When I read feminist philosophy, I encountered a suggestion to look at human sex as a spectrum, with certain characteristics generally appearing together placing you closer to one end or another. Some of them encourage each other biologically, some socially/culturally. So for instance, higher levels of estrogen might encourage bigger breasts, thus they generally cluster, also with having a uterus and less facial hair, and identifying as a woman. Having many of the male cluster characteristics would put you further to the male end of the spectrum. This stayed with me. What I found appealing about this is that it doesn't put intersex people in a third, outsider category, nor separates male and female into fundamentally different opposites, it's just a bit more of this or a bit more of that. The other thing is that it recognizes sex changes, because you can acquire many of the cluster characteristics, for instance through hrt.
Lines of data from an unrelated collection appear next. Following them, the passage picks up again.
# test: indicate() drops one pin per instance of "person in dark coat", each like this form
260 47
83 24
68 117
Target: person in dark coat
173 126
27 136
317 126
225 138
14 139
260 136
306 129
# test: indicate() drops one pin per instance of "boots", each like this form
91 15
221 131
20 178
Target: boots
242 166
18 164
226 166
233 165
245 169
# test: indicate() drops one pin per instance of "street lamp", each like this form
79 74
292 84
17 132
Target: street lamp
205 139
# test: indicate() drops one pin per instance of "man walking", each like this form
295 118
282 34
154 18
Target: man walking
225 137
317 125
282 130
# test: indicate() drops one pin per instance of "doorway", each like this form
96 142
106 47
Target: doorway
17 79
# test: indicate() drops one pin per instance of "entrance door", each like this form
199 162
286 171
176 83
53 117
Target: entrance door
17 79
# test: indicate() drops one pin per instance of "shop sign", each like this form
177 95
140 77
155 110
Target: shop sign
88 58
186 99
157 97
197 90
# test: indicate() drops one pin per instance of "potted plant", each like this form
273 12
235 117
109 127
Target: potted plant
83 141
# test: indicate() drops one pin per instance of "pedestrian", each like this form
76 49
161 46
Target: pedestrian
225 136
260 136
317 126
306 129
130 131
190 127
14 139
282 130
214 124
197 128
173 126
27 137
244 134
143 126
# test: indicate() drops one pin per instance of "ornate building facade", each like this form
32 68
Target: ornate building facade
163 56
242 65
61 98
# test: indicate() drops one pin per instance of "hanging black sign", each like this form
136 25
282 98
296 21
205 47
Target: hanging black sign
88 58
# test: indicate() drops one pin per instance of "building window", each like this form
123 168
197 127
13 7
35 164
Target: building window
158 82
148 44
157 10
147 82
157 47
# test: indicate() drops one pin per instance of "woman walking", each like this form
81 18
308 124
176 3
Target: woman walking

I'm not sure if I'm doing it justice here, but I am curious about what other people think??
yes that is very correct (at least as far as i'm aware)! and the idea of sex as a spectrum that all of us fall somewhere on is the crux of a lot of intersex activism. it shows that we're unfairly singled out and socially marked as wrong, mutated freaks of nature. when, in reality, we're just as natural as everyone else. we just have a different configuration that causes our sex traits to display themselves differently than others, or for our bodies to function differently.
it's the same core idea as in gender as a spectrum - even two non-queer women of similar status in society will have different experiences of their gender, similarly to how their bodies wouldn't work exactly the same in regards to hormones, reproductive ability, etc.